NV-5138 activates mTORC1 by modulating the interaction between Sestrin2 and GATOR2. (a) Immunoblotting of Sesn2 from the cell-free Sesn2/WDR24 interaction assay. Flag-WDR24 was immunoprecipitated from amino acid-starved Flag-WDR24 expressing HEK-293T cells, resuspended in cytosolic buffer and NV-5138 or leucine (10 µM) was added for 10 min. (b) Dose-dependent activation of mTORC1 by NV-5138 or leucine correlates with disruption of Sesn2 from Flag-WDR24. Flag-WDR24 expressing HEK-293T cells were starved of leucine for 50 min followed by addition of NV-5138 or leucine for 10 min. Immunoblot shows levels of Sestrin2 bound to immunoprecipitated Flag-WDR24 (lower contrast images are available in Supplementary Fig. 6a) and levels of phosphorylated S6K1 (³⁸⁹pS6K1). (c) Cell based treatment with NV-5138 shifts the melting temperature of intracellular Sestrin2 ~+2 °C. Percentage of Sestrin2 remaining compared to Sestrin2 amount at 40 °C is plotted as a function of temperature with non-linear regression performed to fit a melting curve.

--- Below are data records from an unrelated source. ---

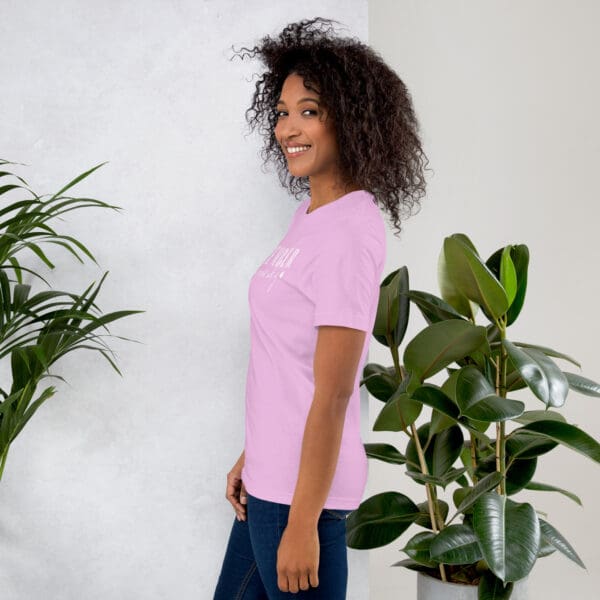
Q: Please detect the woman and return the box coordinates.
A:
[214,18,426,600]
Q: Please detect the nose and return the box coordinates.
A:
[277,115,301,143]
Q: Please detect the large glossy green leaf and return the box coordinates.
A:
[473,492,540,582]
[444,236,509,321]
[502,339,569,407]
[373,267,410,348]
[515,421,600,462]
[411,383,460,420]
[475,454,537,496]
[405,290,464,325]
[406,467,467,489]
[346,491,419,550]
[402,531,437,567]
[455,365,525,423]
[406,423,464,485]
[390,558,430,572]
[540,519,586,569]
[477,571,515,600]
[485,244,529,327]
[500,246,517,306]
[429,524,483,565]
[563,371,600,398]
[403,319,487,381]
[449,471,502,522]
[437,234,479,321]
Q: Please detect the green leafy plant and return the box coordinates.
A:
[0,159,143,479]
[346,233,600,600]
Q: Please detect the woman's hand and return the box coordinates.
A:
[277,523,320,594]
[225,452,247,521]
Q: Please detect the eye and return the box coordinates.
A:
[275,108,317,118]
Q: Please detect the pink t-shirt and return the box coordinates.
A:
[242,190,386,510]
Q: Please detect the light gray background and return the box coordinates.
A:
[0,0,600,600]
[367,0,600,600]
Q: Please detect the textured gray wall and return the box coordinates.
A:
[368,0,600,600]
[0,0,368,600]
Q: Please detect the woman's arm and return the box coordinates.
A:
[288,325,366,527]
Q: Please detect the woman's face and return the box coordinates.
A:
[275,73,338,185]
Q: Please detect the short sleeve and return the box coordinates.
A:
[312,231,381,332]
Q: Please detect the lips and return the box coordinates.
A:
[285,144,311,158]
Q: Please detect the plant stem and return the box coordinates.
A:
[410,423,447,581]
[470,433,477,485]
[0,444,10,479]
[494,317,508,496]
[388,336,447,581]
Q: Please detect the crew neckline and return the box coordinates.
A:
[300,190,371,220]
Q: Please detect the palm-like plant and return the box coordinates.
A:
[347,234,600,600]
[0,160,142,479]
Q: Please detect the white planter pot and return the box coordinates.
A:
[417,572,528,600]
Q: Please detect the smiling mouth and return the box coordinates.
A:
[285,145,311,157]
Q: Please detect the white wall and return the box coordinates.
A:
[0,0,368,600]
[367,0,600,600]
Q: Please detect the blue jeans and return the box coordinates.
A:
[213,493,352,600]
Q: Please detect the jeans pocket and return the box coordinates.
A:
[321,508,352,521]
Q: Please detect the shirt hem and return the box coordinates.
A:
[244,480,361,510]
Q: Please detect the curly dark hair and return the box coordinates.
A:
[232,17,429,235]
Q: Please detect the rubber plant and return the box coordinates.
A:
[0,159,142,479]
[346,233,600,600]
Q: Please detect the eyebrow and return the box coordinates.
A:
[277,97,319,104]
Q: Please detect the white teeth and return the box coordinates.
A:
[287,146,310,154]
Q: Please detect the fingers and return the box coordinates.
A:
[225,474,247,521]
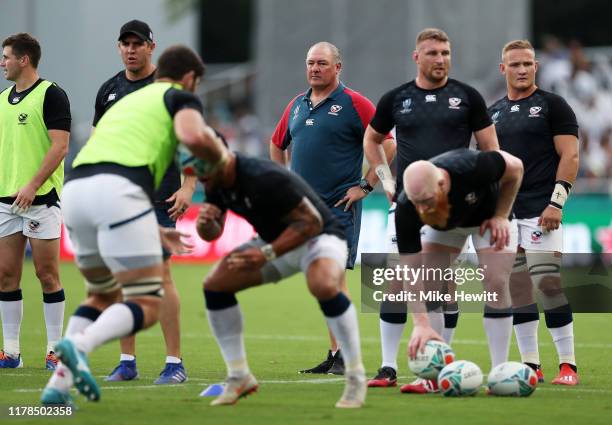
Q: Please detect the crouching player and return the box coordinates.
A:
[395,149,523,393]
[41,46,224,404]
[197,152,366,408]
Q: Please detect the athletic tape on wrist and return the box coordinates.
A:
[374,164,395,195]
[550,180,572,209]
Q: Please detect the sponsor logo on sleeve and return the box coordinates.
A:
[529,106,542,118]
[400,98,412,114]
[491,111,500,124]
[448,97,461,109]
[328,105,342,117]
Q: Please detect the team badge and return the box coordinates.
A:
[448,97,461,109]
[529,106,542,117]
[491,111,500,124]
[400,98,412,114]
[465,192,478,205]
[328,105,342,116]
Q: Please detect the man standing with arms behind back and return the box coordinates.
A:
[489,40,578,385]
[93,20,195,384]
[0,33,71,370]
[364,28,500,393]
[270,41,395,375]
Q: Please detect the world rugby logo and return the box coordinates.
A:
[448,97,461,108]
[328,105,342,115]
[529,106,542,117]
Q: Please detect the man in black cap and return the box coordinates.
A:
[93,19,195,384]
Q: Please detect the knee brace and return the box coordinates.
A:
[85,275,121,294]
[121,277,164,300]
[526,251,567,310]
[512,252,529,273]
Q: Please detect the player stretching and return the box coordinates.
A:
[197,150,366,408]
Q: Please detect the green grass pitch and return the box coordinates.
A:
[0,262,612,425]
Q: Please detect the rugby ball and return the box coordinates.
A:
[175,143,212,177]
[438,360,482,397]
[408,340,455,379]
[487,362,538,397]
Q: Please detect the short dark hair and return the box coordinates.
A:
[2,32,42,68]
[416,28,450,46]
[156,45,205,81]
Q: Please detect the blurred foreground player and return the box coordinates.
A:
[489,40,579,386]
[395,149,523,393]
[93,20,196,384]
[41,46,224,404]
[197,153,366,408]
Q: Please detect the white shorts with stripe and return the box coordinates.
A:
[62,174,162,272]
[0,202,62,239]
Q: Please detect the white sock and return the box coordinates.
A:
[514,320,540,365]
[427,309,444,334]
[0,300,23,357]
[440,326,457,345]
[207,304,249,377]
[325,303,365,373]
[380,320,406,372]
[70,303,134,353]
[548,322,576,366]
[43,301,66,352]
[484,316,512,368]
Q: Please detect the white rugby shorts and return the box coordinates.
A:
[62,174,162,272]
[244,233,348,283]
[0,202,62,239]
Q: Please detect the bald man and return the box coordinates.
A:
[270,41,395,375]
[395,149,523,392]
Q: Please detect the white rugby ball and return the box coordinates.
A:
[438,360,482,397]
[175,143,212,177]
[487,362,538,397]
[408,340,455,379]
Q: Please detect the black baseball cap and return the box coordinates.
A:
[118,19,153,42]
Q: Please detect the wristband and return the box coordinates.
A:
[550,180,572,210]
[374,164,395,195]
[259,243,276,261]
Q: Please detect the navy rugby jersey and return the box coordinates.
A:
[370,78,491,193]
[395,149,506,254]
[206,153,346,242]
[489,89,578,218]
[93,71,181,208]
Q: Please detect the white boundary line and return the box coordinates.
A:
[133,332,612,349]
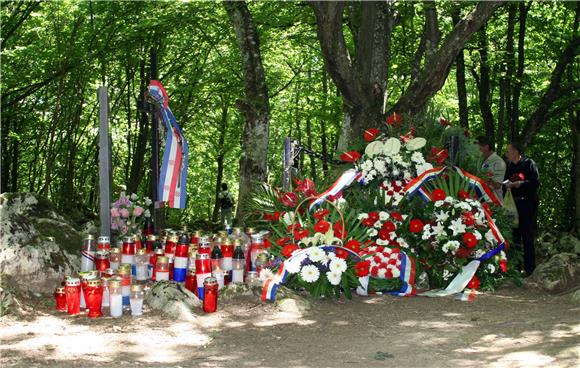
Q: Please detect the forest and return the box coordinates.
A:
[1,0,580,231]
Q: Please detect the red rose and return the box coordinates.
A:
[332,221,347,240]
[463,212,475,226]
[282,243,300,258]
[463,233,477,248]
[314,209,330,220]
[383,221,397,233]
[457,189,469,201]
[431,189,447,201]
[363,128,379,142]
[344,239,360,253]
[499,259,507,273]
[340,151,360,162]
[455,247,472,258]
[467,275,479,289]
[278,192,298,207]
[391,212,403,221]
[294,229,310,241]
[387,112,403,125]
[314,220,330,234]
[379,229,391,240]
[334,248,348,259]
[276,236,290,246]
[409,219,424,233]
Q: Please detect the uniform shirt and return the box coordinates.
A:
[481,152,506,201]
[505,157,540,202]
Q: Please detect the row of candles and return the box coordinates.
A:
[55,228,268,317]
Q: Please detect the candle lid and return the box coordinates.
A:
[66,277,81,286]
[203,277,217,286]
[95,250,109,259]
[87,279,101,287]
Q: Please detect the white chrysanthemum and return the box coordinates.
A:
[308,247,327,262]
[284,258,302,274]
[328,258,346,273]
[300,265,320,283]
[326,270,342,286]
[441,240,461,253]
[449,218,465,236]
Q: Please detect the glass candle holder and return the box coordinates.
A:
[155,256,169,281]
[203,277,218,313]
[54,286,67,312]
[86,279,103,318]
[131,285,145,317]
[109,277,123,318]
[64,277,81,315]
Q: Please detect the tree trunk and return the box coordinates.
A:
[224,1,270,219]
[211,105,228,223]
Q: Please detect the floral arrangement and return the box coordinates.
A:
[111,192,152,236]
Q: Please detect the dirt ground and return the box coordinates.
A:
[0,287,580,367]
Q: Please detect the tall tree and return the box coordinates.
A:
[224,1,270,219]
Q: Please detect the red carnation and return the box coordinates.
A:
[379,229,391,240]
[314,209,330,220]
[391,212,403,221]
[294,229,310,241]
[383,221,397,233]
[387,112,403,125]
[276,236,290,246]
[499,259,507,273]
[363,128,379,142]
[467,275,479,289]
[332,221,347,240]
[278,192,298,207]
[314,220,330,234]
[431,189,447,201]
[282,243,300,258]
[334,248,348,259]
[409,219,424,233]
[344,239,360,253]
[457,189,469,201]
[340,151,360,162]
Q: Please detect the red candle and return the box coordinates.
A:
[64,277,81,315]
[95,250,111,273]
[185,268,197,295]
[203,277,218,313]
[54,286,67,312]
[85,279,103,318]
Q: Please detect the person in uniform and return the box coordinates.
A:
[505,142,540,276]
[477,136,506,202]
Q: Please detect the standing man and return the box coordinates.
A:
[218,183,234,227]
[505,142,540,276]
[477,136,506,202]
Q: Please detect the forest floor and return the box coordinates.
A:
[0,286,580,368]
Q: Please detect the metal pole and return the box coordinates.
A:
[97,86,112,237]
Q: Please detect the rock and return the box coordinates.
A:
[0,193,83,293]
[525,253,580,293]
[145,281,201,321]
[558,234,580,255]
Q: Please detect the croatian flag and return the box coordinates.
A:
[149,80,189,208]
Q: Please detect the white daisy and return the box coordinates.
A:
[300,265,320,283]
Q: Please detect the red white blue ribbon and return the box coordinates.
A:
[149,80,189,208]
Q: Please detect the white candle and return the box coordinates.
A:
[131,298,143,316]
[109,294,123,317]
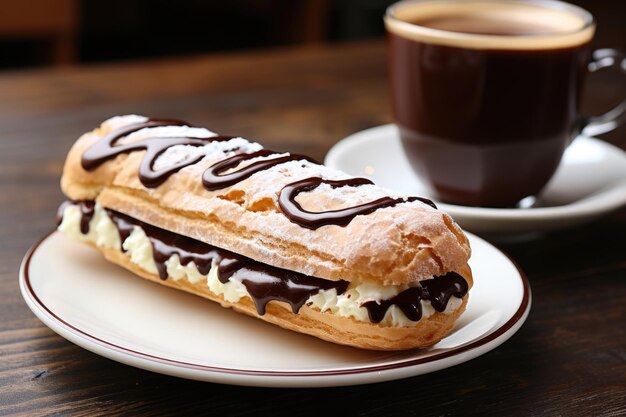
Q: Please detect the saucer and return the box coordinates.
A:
[19,232,532,388]
[325,124,626,236]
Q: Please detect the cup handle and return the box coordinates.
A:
[581,48,626,136]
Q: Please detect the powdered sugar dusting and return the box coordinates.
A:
[100,114,148,132]
[153,138,263,170]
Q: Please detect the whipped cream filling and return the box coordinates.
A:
[58,204,462,327]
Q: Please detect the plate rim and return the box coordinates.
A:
[19,229,532,387]
[324,123,626,221]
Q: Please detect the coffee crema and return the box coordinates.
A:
[385,0,595,50]
[385,1,594,207]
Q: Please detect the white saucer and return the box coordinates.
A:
[20,232,531,387]
[325,125,626,235]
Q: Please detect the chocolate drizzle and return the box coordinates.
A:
[99,205,348,315]
[202,149,317,191]
[278,177,437,229]
[362,272,469,323]
[81,119,437,229]
[81,119,233,188]
[58,201,468,323]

Values were determined from immunoblots of Sestrin2. (d) Cell based treatment with NV-5138 shifts the melting temperature of intracellular Sestrin1 ~+ 2 °C. Curve generated as described in (c). (e) Cell based treatment with NV-5138 does not impact the melting temperature of intracellular Sestrin3. Curve generated as described in (c). (f,g) Immunoblots of phosphorylated S6K1 (³⁸⁹pS6K1) to measure mTORC1 activity in unedited HEK-293T cells, HEK-293T cells deficient for sestrins 1,2 and 3 or HEK-293T cells deficient for the GATOR1 component Nprl3. Cells were starved for Leucine for 50 min followed by addition of NV-5138 or leucine for 10 min. In (g) phosphorylated S6K1 (Thr389) samples have been run on two separate gels, original images are available in Supplementary Fig. 6b.

Figure 3

NV-5138 transiently activates mTORC1 in the brain. (a) Quantification of immunoblots for phosphorylated S6 (S240/44) from homogenized whole brains isolated from SD rats 1 h after oral dosing with NV-5138 at 40 mg/kg, 80 mg/kg or 160 mg/kg (n = 5). (b) Quantification of immunoblots for phosphorylated S6 (S240/44) from synaptoneursomes from specific brain regions after dosing with vehicle or NV-5138 (160 mg/kg, PO) for 1 h (n = 20). (c) Quantification of immunoblots for phosphorylated S6 (S240/44) from homogenized tissues from ad libitum fed SD rats orally dosed with leucine (500 mg/kg) or NV-5138 (160 mg/kg) and sacrificed 1 h later (n = 10). (d) Quantification of immunoblots for phosphorylated S6 (S240/44) from homogenized whole brains isolated from SD rats 1, 3, 5, 7 and 24 h after oral dosing with NV-5138 (160 mg/kg) (n = 10). (e) Quantification of immunoblots for GluR1, PSD95 and Synapsin 1 from homogenized synaptoneurosomes from specific brain regions collected from SD rats 24 h after dosing with vehicle or NV-5138 (160 mg/kg, PO, n = 10). All data are mean ± SEM. *p < 0.05, **p < 0.01, ***p < 0.001 and ****p < 0.0001 indicates a significant difference by an unpaired two-tailed students t-test.